Companies invest a lot of money in building up brands and the cost of ignorance or muddled
thinking about brand can have adverse result on the financial performance of the organization.
Brand risk is multi-faceted and can be conducted effectively only when all the risks are identified,
measured and managed in an integrated manner. Brand risk has no definition of its own but can
be defined as the sustainability of current and future demand for a company's products or services
from the stake holder’s point of view. Brand risk can be generated by company's own conduct,
behavior of customers, political or community opposition to a company that might limit its ability
to develop or transact business. Differentiators like safety, competency, trust and market related
changes are the various dimensions of brand risk, which might affect brand directly or indirectly.

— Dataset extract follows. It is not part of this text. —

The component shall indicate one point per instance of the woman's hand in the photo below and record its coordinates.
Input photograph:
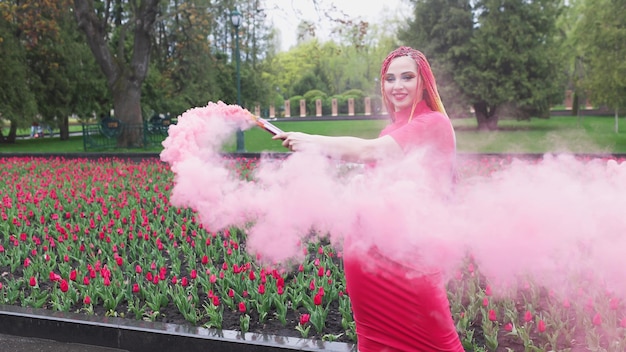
(296, 141)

Brands are becoming more susceptible as brands are being stretched across a number of products
or services and brand failure in one area can't spoil awareness of brand in other areas. Brand
stretching will be harmful when the brand crosses its boundaries and loses powers. Value
concentration i.e., profits from one product, product substitution, and outsourcing are the reasons
for vulnerability.
Companies can make a risk management strategy that addresses all the threats to its brands by
adopting these steps. Firstly, they have to evaluate the brand and assess its strengths and
weaknesses in the context of strength. Secondly we should not confine brand to customer
perceptions only. Employee's perspective is also important. Then we have to measure the risks to
the brand by incorporating brand risk into broader area covering all the major strategic, and
operational hazard, and financial risk to the company. We have to use external and internal risk to
evaluate and implement the risk management strategy.